Connected graph reduction
Task number: 4266
Argue that:
Variant
Every connected graph on \(n\ge 2\) vertices contains a vertex \(u\) such that the graph \(G\setminus\{u\}\) is connnected.Hint
Consider the possible distances between vertices.Solution
We choose vertex \(u\) so that it and some vertex \(w\) form the most distant pair in \(G\), i.e. their distance is maximal.
If \(G\) was disconnected, then it would have two components, one containing \(w\) and the other containing at least one other vertex, denote some such \(z\).
Every path from \(w\) to \(z\) passes through \(u\), so the length of the shortest path between \(w\) and \(z\) is sharply greater than the distance between \(u\) and \(w\), which contradicts the way they were chosen.
Variant
Every connected graph on \( n \ge 3 \) vertices contains two vertices \( u \) and \( v \) such that all three graphs \( G \setminus \{u \} \), \( G \setminus \{v \} \) and \( G \setminus \{u, v \} \) are connected.Hint
Consider first cycles and paths.Solution
First, select \(u\) by using the procedure described in the previous variant. Then choose a vertex \(v\) in the same way in the (connected) graph \(G\setminus\{u\}\). In the same way we argue that the graph \((G\setminus\{u\})\setminus\{v\}=G\setminus\{u,v\}\) is connected.
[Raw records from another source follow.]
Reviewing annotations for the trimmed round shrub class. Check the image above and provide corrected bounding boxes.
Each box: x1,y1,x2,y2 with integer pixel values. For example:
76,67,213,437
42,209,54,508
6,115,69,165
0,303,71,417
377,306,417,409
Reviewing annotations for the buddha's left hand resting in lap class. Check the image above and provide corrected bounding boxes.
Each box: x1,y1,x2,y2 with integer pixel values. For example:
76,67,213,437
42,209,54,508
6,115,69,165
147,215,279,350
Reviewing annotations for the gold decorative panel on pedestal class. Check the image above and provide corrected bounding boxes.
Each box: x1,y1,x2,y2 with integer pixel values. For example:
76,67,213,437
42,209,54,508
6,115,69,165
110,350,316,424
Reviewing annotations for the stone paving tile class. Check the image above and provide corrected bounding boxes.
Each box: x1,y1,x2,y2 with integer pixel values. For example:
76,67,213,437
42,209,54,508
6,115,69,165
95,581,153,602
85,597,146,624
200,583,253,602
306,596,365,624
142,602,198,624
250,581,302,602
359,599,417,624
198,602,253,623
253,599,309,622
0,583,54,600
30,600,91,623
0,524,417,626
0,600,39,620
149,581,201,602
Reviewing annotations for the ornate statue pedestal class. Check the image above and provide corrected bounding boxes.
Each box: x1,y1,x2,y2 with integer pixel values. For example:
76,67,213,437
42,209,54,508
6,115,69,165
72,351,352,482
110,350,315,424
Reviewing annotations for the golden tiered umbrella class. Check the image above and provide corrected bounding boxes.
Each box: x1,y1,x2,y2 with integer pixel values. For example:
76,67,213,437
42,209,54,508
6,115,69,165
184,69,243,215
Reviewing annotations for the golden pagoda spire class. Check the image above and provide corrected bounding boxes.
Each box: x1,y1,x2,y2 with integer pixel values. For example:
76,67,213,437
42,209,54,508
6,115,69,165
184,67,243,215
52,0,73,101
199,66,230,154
It remains to show that the graph of \(G\setminus\{v\}\) is also connnected. At this point, we need to go back to the previous step and select the vertex \(v\) so that it is not adjacent to \(u\) if possible. Only when this is not possible, select \(v\) as an element of the most distant pair, even if it is adjacent to \(u\).
We now consider two cases:
- If \(u\) and \(v\) are not adjacent, then \(u\) in \(G\setminus\{v\}\) has a neighbor \(w\) that is connected to all other vertices in \(G\setminus\{u,v\}\). Therefore, in \(G\setminus\{v\}\), the vertex \(u\) is connected to all other vertices by a path through \(w\).
- If \(u\) and \(v\) are adjacent, then \(u\) is also adjacent to vertex \(w\), which is the vertex farthest from \(v\) in the graph of \(G\setminus\{u\}\). As in the previous point, paths from \(u\) can then be directed through \(w\).
Comment
The sequential choice of vertices is based on the need to treat the following situations.
If we take \(u\) and \(v\) to be the most distant pair of vertices in \(G\), then the proof would fail on, for example, the cycle \(C_4\).
If we took \(v\) to be the most distant vertex pair in \(G\), and yet the second element of the pair was not adjacent to \(u\), then the argument would fail, for example, on the path \(P_3\).
Variant
Can the statement be extended for a triple of vertices \(u,v,w\) so that all 7 graphs obtained by removing any subset of this triple are connected?Solution
No, e.g. if the graph is a path, then in each triple of vertices one separates the other two.